That's the truth, I really find myself having nothing much to say here since things change so slowly, there's no one single day that makes or breaks a long term thesis, just gotta watch it develop overtime like watching paint dry.
Quoted from kool1:Intel is a show me story to say the least. They have fallen so far behind that I'm not sure they will ever catch up at this point. If you are going into semis buy one of the leaders with a strong mobile presence. INTC is cheap for a reason.
"Intel reported weaker Dec-Q results on continued weakness in its PC segment that
was compounded by continued inventory corrections and continued weak
datacenter/enterprise demand. The weakness is expected to further deteriorate/
broaden in its other end market segments for the Mar-Qtr (double-digit% Q/Q
decline across all end segments) combined with an accelerated pace of customer
inventory digestion (CCG, DCAI, and NEX). As a result, the Mar-Qtr guidance
was well-below consensus expectations. Given the macro volatility, the team has
refrained from providing full year 2023 guidance".
People would've said the same thing about AMD a decade ago, AMD will never catch up, buy Intel instead, and look what happened since then. Catching those dynamic shifts is where the biggest money is made, because not only are you catching the growth, but you're also catching the multiple expansion that comes from when the hated player turns into the beloved player.

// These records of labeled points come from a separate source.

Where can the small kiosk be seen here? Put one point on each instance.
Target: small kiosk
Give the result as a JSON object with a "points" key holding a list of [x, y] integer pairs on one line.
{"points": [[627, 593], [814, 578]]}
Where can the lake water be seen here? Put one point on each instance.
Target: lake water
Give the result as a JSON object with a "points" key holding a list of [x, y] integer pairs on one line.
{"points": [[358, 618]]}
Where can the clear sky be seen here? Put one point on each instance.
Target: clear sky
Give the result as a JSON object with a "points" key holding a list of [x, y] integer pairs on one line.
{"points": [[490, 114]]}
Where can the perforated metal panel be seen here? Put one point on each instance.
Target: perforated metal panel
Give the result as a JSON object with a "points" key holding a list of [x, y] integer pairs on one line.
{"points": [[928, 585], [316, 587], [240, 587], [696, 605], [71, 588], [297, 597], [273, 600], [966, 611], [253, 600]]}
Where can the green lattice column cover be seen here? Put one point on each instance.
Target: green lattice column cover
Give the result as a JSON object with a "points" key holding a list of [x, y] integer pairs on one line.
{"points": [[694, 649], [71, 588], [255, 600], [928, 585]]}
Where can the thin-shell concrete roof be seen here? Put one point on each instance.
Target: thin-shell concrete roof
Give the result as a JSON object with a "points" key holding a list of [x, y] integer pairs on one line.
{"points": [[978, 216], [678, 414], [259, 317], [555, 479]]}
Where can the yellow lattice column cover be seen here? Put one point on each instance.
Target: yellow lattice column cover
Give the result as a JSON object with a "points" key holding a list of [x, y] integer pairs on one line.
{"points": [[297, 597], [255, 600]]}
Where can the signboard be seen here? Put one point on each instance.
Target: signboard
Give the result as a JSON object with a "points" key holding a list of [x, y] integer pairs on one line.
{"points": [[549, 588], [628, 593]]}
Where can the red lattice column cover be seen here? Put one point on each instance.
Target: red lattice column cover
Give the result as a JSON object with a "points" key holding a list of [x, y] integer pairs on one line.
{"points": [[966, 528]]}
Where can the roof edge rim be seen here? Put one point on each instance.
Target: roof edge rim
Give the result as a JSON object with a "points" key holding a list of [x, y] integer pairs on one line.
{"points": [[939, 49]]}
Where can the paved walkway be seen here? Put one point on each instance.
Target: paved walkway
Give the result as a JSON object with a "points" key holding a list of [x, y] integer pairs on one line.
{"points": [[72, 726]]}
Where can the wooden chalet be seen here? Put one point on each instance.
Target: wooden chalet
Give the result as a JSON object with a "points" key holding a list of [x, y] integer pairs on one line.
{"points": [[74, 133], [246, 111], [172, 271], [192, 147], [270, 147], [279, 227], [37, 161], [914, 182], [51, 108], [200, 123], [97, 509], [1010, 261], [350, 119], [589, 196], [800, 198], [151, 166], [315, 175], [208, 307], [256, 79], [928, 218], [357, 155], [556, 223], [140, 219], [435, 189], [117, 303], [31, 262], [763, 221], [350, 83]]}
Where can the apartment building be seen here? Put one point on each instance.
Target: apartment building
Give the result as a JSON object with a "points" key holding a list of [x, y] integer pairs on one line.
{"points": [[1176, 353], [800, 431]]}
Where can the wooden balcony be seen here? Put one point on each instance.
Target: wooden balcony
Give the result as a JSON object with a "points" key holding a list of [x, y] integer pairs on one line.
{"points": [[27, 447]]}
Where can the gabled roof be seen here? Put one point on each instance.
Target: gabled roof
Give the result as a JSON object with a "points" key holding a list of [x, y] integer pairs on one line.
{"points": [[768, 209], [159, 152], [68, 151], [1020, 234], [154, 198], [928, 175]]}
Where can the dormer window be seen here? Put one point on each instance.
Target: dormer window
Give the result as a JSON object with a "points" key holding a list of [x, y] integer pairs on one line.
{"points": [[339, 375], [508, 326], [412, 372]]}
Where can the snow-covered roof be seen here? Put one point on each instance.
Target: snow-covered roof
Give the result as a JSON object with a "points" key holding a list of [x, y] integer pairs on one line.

Gotta be doing the research and following along with the reports to be understanding about what the company's doing, how much cash and financing opportunities they have to actually achieve their goal, what they're spending on, and what progress they're making towards improving to determine that the management is capable of pulling it off.
I'd be looking to make sure the assets that are there are good and stable and justify the price I'm paying as to lower the risk, then keep that eye on how things can look a few years down the road and how things are developing.